Em maio do próximo ano, o THU vai voltar a organizar o retiro de narrativas. A cidade de Kaga, no Japão, vai receber "as melhores mentes do mundo para perceberem qual será o próximo passo em termos de conteúdo". Apenas serão aceites duas centenas de participantes, que terão de inscrever-se e ficarão sujeitas ao escrutínio da organização.

A entrevista com André Luís foi feita na zona do Chiado, em Lisboa. No final do próximo ano será criado um laboratório para trabalhar os cinco sentidos. Com investimento de 1,4 milhões de euros, o espaço será desenvolvido em parceria com a Sony e ainda procura algum financiamento externo. "Poderemos acolher os lançamentos da empresa em Portugal e receber os artistas criativos, em 10 apartamentos de luxo, totalmente personalizados, no mesmo prédio.
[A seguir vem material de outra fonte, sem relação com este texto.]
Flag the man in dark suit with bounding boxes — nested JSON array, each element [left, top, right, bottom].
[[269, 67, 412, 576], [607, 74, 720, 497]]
Também haverá programas todos os anos para capacitação de 30 jovens com necessidades especiais", revela.

Governo atrás do THU
Todos os novos projetos vão chegar ao mercado depois de a covid-19 ter impedido a realização do evento presencial no ano passado. 2020 acabou por ser "o melhor ano de sempre" para o THU: "Perdemos dinheiro sempre que organizamos um encontro presencial. Já é uma decisão minha, porque quero organizar tudo com grande personalização, mas não podemos aumentar o preço do bilhete", assume André Luís.

O evento saiu de Portugal em 2017, perante a falta de apoios do Estado. Mas o regresso às origens começou a ser discutido dois anos depois, através da ministra da Cultura. "Graça Fonseca nunca desistiu de me convencer a voltar cá. Foi preciso mais de um ano de conversa, de negociações e de me mostrar vontade. Fizeram-me acreditar que é possível criar uma indústria criativa em Portugal."

Depois de o THU ter conquistado dimensão internacional, não faltaram propostas do estrangeiro. "Madrid, Paris, Londres e outras capitais fizeram ofertas tentadoras. Financeiramente, seria um espetáculo e nem teria de me preocupar com a parte logística. Só que a experiência "fica melhor em sítios onde não há indústria e onde é possível acrescentar valor".

Na edição deste ano do festival, apenas estarão presentes cerca de 240 participantes e 30 oradores. As restrições sanitárias obrigaram o evento a voltar às origens.

Ainda assim, há novidades no Oásis, o espaço principal: parte da comida servida terá origem em quintas locais, os visitantes vão receber uma essência para "reconhecerem o cheiro do THU" e ainda serão colocados ecrãs gigantes pelo espaço, que vão mudando de cor para os participantes "ganharem energia e adrenalina". "É como se mudassem para um sítio completamente novo várias vezes por dia", explica o organizador.

O que não muda é a vontade de André Luís colocar Portugal na rota do entretenimento digital, uma indústria que deverá atingir neste ano receitas de 294,8 mil milhões de dólares (cerca de 250 mil milhões de euros).